Image used for representation. (File Photo| PTI)
Image used for representation. (File Photo| PTI)

Lessons from LIC’s poor show on the bourses

True, unfavourable equity market conditions did play spoilsport but putting the entire blame on markets for the valuation cut would be stretching the limits of logic a bit too far.

The capital market could be a tough task master. Life Insurance Corporation of India (LIC), the country’s biggest life insurance company, may have realised that now. LIC, which is also a government-run company, was expecting the market to give it a valuation of Rs 10-12 lakh crore when it first began the listing process. But, finance ministry officials who were overseeing the whole process realised their folly only when the company approached investors ahead of the listing. In the end, the government slashed valuation by almost half to Rs 6 lakh crore.

True, unfavourable equity market conditions did play spoilsport but putting the entire blame on markets for the valuation cut would be stretching the limits of logic a bit too far. The LIC IPO is languishing at a valuation of less than Rs 4.5 lakh crore now, barely a month after it was listed. This is despite the fact that LIC is a market leader by a large margin with 64% share in terms of total premium. A concerned government now says it is looking for ways to fix the loss of investor confidence in the company.

However, walking the talk is not easy. Remember the listing of Coal India, a monopoly player in coal mining in India? Its share price is currently trading 43% lower than its listing price. These debacles offer hard lessons for companies as well as the government. Equity markets do not necessarily ‘reward’ a company for being the market leader or a monopoly, unless it shows continuous improvement and efficiency. As long as you are a non-listed company, you can get away with a lot of inefficiencies, inanities and opacities.

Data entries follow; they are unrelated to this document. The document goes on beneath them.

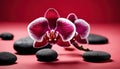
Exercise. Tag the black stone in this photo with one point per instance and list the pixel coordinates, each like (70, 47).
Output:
(7, 58)
(46, 55)
(96, 56)
(6, 36)
(97, 39)
(25, 46)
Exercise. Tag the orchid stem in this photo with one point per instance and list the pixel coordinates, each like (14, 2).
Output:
(80, 47)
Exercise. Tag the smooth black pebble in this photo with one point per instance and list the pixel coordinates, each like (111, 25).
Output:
(96, 56)
(25, 46)
(6, 36)
(97, 39)
(7, 58)
(46, 55)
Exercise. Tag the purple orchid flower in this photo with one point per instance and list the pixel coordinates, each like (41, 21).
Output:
(51, 29)
(82, 28)
(63, 31)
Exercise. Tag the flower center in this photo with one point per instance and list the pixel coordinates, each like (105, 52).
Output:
(52, 36)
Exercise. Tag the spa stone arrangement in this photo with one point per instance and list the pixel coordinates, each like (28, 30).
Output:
(53, 29)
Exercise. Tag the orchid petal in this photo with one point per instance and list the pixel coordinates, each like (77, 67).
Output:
(66, 29)
(82, 28)
(60, 42)
(82, 41)
(37, 44)
(72, 17)
(38, 28)
(52, 16)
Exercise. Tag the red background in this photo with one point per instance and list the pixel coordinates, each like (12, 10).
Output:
(90, 10)
(102, 15)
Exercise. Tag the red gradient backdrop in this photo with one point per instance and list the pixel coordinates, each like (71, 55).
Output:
(90, 10)
(103, 16)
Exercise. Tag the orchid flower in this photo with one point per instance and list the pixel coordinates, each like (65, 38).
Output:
(53, 29)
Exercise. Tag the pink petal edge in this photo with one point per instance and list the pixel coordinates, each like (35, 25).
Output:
(80, 40)
(37, 29)
(66, 29)
(82, 28)
(60, 42)
(72, 17)
(52, 15)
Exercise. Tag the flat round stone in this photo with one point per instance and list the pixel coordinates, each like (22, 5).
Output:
(46, 55)
(97, 39)
(7, 58)
(95, 56)
(25, 46)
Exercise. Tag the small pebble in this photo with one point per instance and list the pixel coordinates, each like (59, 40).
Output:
(6, 36)
(96, 56)
(97, 39)
(46, 55)
(7, 58)
(25, 46)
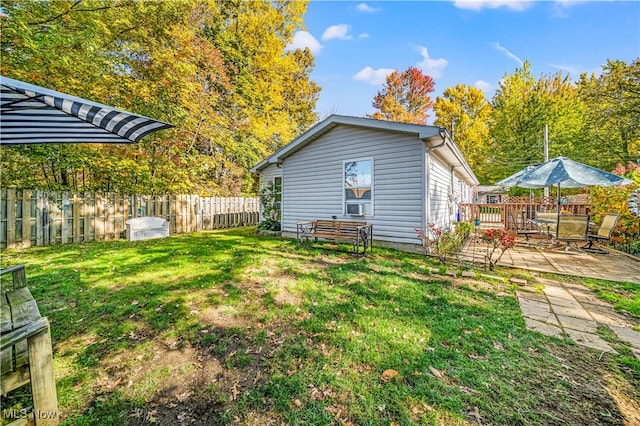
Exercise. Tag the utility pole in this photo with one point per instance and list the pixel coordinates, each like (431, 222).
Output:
(546, 154)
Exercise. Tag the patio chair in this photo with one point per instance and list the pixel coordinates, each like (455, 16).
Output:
(524, 227)
(603, 233)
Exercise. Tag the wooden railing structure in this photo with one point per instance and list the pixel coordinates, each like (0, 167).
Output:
(40, 218)
(497, 215)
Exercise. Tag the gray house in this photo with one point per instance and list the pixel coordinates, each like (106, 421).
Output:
(396, 176)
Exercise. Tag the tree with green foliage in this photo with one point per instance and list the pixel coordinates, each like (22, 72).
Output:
(612, 117)
(465, 111)
(522, 106)
(404, 97)
(218, 70)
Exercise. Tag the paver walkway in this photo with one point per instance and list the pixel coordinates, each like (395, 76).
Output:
(614, 266)
(572, 309)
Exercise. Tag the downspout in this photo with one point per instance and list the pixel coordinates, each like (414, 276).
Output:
(443, 134)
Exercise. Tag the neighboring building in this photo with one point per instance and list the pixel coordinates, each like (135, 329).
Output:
(397, 176)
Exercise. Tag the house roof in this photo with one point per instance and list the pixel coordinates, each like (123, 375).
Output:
(430, 134)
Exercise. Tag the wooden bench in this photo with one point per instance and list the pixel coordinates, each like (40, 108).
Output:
(144, 228)
(358, 233)
(25, 349)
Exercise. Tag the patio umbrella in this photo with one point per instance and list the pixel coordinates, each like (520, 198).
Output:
(32, 114)
(562, 172)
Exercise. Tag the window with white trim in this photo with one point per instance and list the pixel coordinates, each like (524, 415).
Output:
(358, 187)
(277, 189)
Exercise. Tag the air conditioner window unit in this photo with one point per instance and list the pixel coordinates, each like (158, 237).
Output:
(355, 209)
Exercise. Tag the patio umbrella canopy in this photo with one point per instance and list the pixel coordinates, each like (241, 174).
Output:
(31, 114)
(562, 172)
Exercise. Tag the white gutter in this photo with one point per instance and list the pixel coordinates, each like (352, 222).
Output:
(428, 173)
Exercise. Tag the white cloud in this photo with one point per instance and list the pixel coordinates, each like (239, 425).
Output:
(518, 5)
(483, 85)
(371, 76)
(502, 49)
(302, 39)
(431, 67)
(340, 31)
(575, 72)
(363, 7)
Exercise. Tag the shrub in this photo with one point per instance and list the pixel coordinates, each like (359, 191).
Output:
(270, 208)
(499, 240)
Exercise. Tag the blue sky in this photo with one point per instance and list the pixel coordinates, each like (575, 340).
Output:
(356, 44)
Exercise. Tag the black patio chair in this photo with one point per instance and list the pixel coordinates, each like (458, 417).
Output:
(603, 233)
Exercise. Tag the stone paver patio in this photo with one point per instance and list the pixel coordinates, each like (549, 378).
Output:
(572, 309)
(614, 266)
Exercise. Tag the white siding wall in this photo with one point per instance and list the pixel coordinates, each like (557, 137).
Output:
(313, 181)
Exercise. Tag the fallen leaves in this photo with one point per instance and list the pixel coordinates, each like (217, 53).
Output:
(439, 374)
(388, 375)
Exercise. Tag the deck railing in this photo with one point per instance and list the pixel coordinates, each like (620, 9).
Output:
(497, 215)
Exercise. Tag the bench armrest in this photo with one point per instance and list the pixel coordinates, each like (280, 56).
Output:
(22, 333)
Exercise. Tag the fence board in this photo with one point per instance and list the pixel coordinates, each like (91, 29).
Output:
(39, 218)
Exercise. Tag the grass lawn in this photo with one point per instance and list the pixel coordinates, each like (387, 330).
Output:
(228, 327)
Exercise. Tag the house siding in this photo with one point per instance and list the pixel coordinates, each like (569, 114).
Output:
(266, 176)
(313, 181)
(438, 181)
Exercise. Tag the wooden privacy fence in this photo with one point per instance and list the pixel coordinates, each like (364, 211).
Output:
(39, 218)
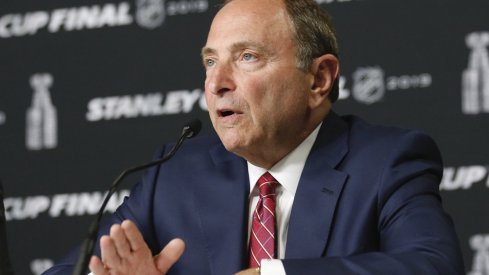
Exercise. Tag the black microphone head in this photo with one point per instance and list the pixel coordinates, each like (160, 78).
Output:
(192, 128)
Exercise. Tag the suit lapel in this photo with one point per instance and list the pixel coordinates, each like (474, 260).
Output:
(318, 192)
(222, 205)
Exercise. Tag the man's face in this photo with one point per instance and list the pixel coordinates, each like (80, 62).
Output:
(256, 95)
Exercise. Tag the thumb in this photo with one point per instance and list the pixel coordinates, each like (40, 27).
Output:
(169, 255)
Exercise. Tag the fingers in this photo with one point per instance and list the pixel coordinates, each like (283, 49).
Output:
(169, 255)
(96, 266)
(134, 238)
(120, 241)
(110, 257)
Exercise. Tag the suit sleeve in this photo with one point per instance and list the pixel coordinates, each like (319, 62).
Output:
(416, 236)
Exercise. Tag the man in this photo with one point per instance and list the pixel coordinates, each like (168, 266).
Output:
(337, 195)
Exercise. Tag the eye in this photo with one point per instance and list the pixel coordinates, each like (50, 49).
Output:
(248, 57)
(209, 62)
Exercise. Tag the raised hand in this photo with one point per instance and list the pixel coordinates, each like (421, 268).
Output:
(124, 251)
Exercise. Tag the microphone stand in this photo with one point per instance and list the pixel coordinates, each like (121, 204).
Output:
(190, 130)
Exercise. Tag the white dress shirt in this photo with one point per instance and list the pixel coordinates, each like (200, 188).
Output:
(287, 172)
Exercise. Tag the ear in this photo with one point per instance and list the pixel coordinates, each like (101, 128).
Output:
(325, 70)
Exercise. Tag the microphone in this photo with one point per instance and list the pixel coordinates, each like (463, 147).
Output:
(190, 130)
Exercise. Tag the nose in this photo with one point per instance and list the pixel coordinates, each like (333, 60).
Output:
(219, 79)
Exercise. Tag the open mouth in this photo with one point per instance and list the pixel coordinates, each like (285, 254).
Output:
(226, 113)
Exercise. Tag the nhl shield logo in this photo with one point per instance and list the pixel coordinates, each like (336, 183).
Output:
(368, 85)
(150, 14)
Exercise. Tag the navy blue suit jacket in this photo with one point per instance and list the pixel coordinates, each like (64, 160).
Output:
(367, 203)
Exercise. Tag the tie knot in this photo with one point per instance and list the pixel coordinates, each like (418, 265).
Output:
(267, 184)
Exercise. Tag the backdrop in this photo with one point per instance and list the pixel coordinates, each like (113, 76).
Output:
(90, 87)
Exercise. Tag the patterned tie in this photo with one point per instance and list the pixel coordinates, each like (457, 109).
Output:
(263, 229)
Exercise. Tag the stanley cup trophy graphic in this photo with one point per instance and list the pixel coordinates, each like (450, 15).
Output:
(475, 79)
(41, 121)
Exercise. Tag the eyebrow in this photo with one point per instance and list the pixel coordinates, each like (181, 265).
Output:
(237, 46)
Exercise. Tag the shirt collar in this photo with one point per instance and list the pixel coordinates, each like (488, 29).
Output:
(289, 169)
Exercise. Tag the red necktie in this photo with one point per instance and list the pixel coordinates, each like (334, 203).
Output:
(263, 229)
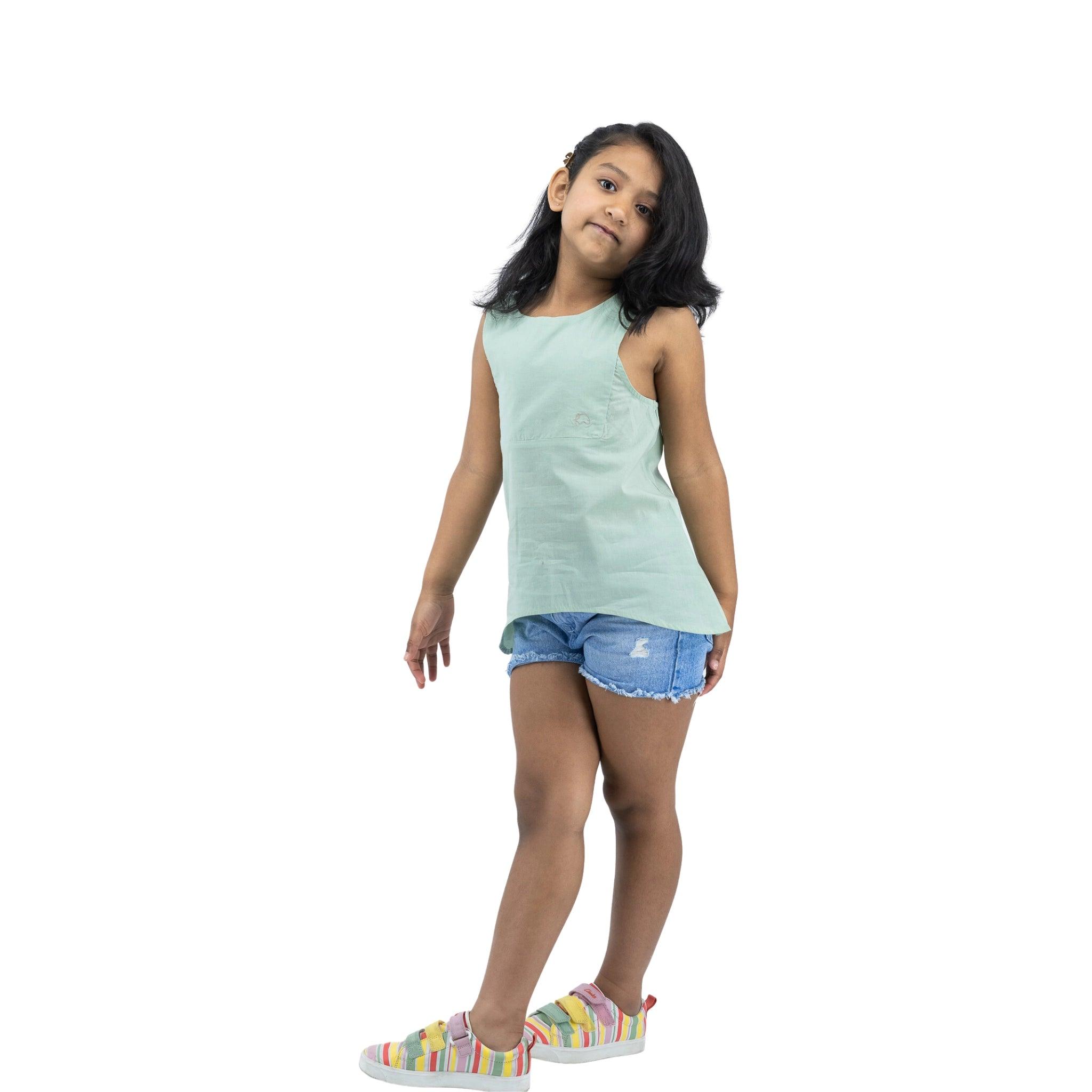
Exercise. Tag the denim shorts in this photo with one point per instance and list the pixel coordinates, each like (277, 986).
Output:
(631, 657)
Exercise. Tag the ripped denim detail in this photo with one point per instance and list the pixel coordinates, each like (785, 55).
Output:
(530, 657)
(639, 693)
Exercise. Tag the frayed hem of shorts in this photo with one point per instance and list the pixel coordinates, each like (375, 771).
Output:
(639, 693)
(531, 657)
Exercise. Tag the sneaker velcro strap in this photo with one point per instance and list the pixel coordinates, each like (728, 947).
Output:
(591, 994)
(435, 1034)
(578, 1015)
(555, 1015)
(460, 1034)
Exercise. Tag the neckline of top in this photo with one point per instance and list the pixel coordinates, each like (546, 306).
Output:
(579, 315)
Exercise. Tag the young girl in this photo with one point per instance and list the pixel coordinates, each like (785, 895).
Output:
(588, 366)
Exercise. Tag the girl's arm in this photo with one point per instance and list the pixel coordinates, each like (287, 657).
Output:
(474, 485)
(693, 462)
(471, 493)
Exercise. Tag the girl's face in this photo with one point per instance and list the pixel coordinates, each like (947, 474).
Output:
(607, 209)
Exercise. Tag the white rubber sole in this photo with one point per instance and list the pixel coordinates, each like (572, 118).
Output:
(571, 1055)
(445, 1080)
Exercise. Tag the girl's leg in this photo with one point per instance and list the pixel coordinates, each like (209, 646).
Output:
(641, 741)
(557, 756)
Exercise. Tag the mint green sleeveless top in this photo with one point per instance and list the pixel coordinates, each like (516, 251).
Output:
(593, 527)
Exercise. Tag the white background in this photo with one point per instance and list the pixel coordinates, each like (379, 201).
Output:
(239, 246)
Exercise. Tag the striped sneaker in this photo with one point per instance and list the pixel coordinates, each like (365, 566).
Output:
(587, 1026)
(447, 1055)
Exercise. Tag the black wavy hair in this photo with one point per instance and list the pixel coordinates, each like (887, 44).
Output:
(668, 271)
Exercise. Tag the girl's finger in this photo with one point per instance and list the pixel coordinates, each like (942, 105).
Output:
(714, 669)
(412, 657)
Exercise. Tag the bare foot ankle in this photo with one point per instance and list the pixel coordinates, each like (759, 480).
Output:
(495, 1034)
(624, 1000)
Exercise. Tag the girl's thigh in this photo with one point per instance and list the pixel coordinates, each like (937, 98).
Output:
(557, 745)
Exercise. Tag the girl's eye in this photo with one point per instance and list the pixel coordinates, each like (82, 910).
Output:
(609, 181)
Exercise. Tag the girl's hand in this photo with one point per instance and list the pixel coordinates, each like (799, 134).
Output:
(430, 627)
(714, 659)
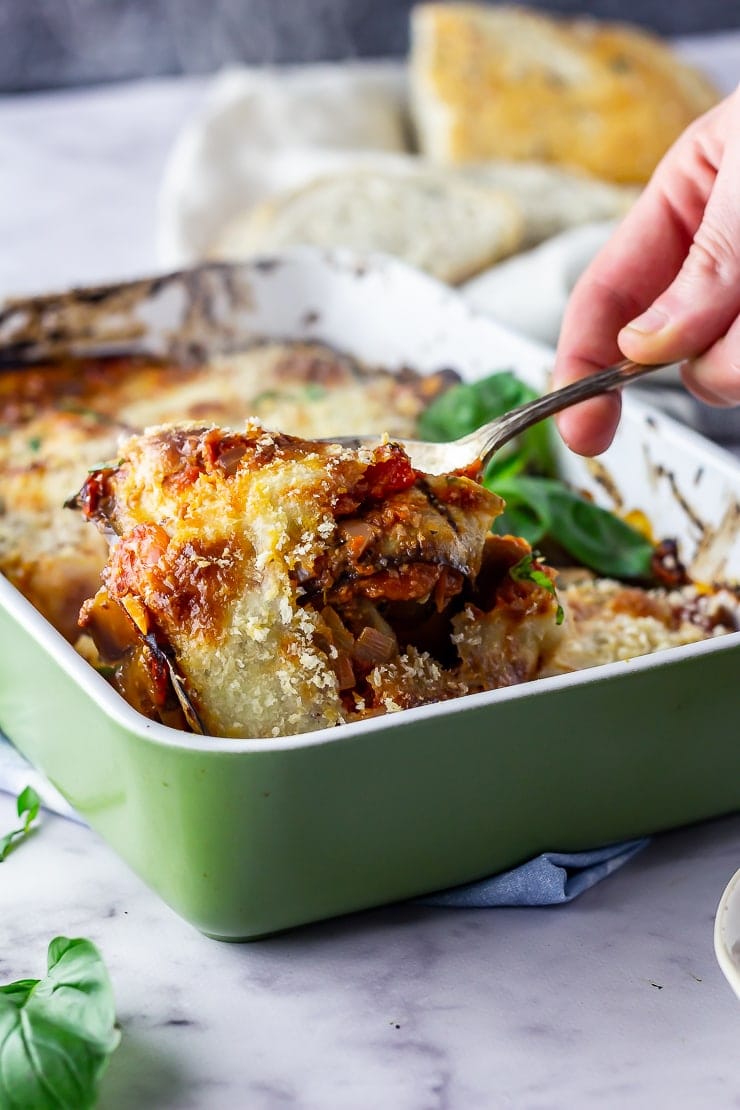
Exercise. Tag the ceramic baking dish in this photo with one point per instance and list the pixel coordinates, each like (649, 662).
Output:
(247, 837)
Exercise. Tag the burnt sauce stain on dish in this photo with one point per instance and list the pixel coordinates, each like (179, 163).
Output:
(184, 314)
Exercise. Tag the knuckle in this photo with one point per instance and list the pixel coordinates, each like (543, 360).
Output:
(713, 258)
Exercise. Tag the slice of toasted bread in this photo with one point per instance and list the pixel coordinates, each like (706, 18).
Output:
(449, 226)
(509, 82)
(554, 199)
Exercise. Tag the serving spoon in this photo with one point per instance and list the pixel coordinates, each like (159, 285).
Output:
(479, 445)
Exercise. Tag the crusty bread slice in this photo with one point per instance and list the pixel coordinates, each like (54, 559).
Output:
(449, 226)
(510, 82)
(554, 199)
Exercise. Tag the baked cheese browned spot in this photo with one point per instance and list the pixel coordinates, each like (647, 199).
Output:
(58, 421)
(296, 584)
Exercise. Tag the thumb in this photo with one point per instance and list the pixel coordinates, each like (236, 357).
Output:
(703, 299)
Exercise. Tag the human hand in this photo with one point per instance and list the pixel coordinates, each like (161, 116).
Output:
(666, 288)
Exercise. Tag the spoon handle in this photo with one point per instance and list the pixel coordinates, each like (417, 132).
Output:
(504, 429)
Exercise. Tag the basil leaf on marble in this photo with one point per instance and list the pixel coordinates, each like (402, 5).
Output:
(28, 805)
(57, 1033)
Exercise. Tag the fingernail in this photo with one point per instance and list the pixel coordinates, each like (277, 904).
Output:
(650, 322)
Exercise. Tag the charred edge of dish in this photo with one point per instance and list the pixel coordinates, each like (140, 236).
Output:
(436, 504)
(662, 472)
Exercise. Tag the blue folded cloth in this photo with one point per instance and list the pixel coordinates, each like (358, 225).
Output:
(550, 878)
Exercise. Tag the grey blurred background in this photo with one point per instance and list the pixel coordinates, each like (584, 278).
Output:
(50, 43)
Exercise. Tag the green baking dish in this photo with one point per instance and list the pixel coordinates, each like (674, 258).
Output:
(247, 837)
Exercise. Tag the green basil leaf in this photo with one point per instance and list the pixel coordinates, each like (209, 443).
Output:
(598, 538)
(527, 569)
(27, 805)
(527, 511)
(466, 406)
(57, 1033)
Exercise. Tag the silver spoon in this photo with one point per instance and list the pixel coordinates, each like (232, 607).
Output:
(479, 445)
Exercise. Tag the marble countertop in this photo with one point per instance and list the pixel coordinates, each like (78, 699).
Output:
(614, 1000)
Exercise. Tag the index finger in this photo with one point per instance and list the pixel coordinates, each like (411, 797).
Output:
(635, 266)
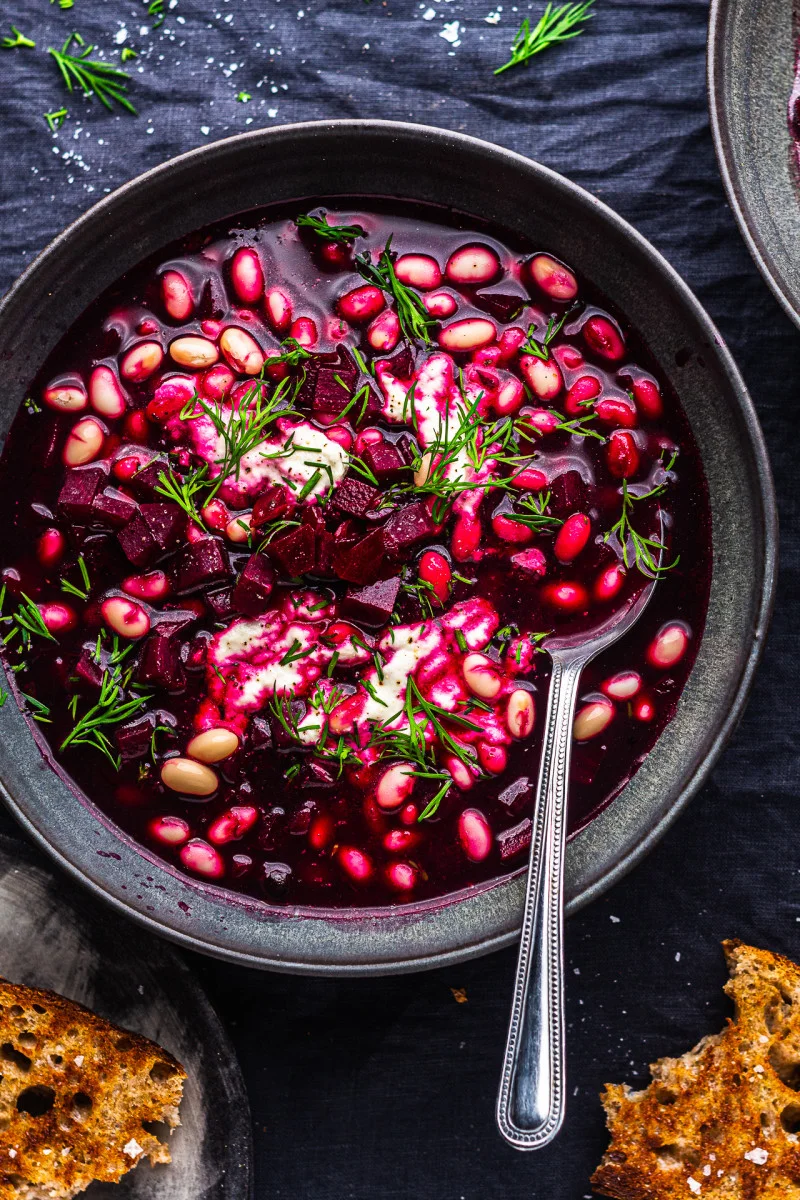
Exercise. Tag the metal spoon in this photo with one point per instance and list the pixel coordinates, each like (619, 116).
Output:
(530, 1103)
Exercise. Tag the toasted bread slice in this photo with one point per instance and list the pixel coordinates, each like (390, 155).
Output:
(78, 1097)
(722, 1122)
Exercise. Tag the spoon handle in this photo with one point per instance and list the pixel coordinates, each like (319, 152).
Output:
(530, 1104)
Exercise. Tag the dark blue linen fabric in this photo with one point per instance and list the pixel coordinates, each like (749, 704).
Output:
(385, 1089)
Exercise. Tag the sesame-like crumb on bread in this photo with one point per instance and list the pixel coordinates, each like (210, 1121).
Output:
(80, 1099)
(722, 1122)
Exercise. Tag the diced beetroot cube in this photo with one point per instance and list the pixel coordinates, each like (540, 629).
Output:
(316, 774)
(146, 481)
(166, 522)
(373, 605)
(517, 795)
(271, 504)
(138, 544)
(314, 519)
(504, 301)
(512, 841)
(531, 562)
(567, 493)
(260, 733)
(133, 739)
(295, 551)
(113, 507)
(401, 363)
(355, 496)
(48, 443)
(221, 603)
(362, 563)
(408, 526)
(175, 621)
(407, 448)
(88, 670)
(324, 564)
(293, 712)
(78, 492)
(200, 564)
(161, 663)
(334, 389)
(385, 461)
(252, 592)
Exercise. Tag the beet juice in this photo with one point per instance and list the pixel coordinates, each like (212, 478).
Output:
(288, 515)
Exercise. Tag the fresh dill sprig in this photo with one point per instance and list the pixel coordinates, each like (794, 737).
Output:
(25, 623)
(645, 552)
(579, 427)
(432, 807)
(541, 349)
(56, 119)
(293, 357)
(534, 514)
(241, 429)
(182, 490)
(72, 588)
(11, 43)
(415, 322)
(463, 443)
(41, 712)
(94, 78)
(344, 235)
(554, 25)
(110, 709)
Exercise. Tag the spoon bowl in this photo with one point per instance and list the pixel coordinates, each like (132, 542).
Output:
(531, 1098)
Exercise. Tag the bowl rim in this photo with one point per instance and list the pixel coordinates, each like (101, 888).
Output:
(763, 493)
(716, 73)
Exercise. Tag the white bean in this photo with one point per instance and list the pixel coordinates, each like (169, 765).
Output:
(593, 719)
(193, 352)
(481, 676)
(140, 361)
(469, 334)
(125, 617)
(521, 713)
(84, 443)
(104, 393)
(212, 745)
(241, 351)
(188, 778)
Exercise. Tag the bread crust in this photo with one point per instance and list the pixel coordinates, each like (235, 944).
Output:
(722, 1122)
(76, 1093)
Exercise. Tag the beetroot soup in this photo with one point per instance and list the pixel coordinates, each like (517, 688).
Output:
(288, 515)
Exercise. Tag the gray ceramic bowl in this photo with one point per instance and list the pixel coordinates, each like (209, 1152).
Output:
(751, 73)
(385, 159)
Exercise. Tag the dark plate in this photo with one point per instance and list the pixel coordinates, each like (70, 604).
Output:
(388, 159)
(751, 75)
(54, 936)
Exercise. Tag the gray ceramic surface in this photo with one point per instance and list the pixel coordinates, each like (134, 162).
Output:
(751, 75)
(384, 159)
(53, 936)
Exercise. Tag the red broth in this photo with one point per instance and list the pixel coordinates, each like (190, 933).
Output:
(296, 514)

But once you get listed, and submit to the regulatory supervision of Securities and Exchange Board of India and shareholders’ scrutiny, you cannot get away with any of these. Investors are quick to punish you for any misstep. Investors can be irrational at times, but they do correct their stance sooner rather than later. They will strongly back good performers but will be brutal with duds. Many new-age technology firms, which tried to take advantage of the easy money in the system in 2020–21 by getting listed at high valuations, are now discovering the harsh truth.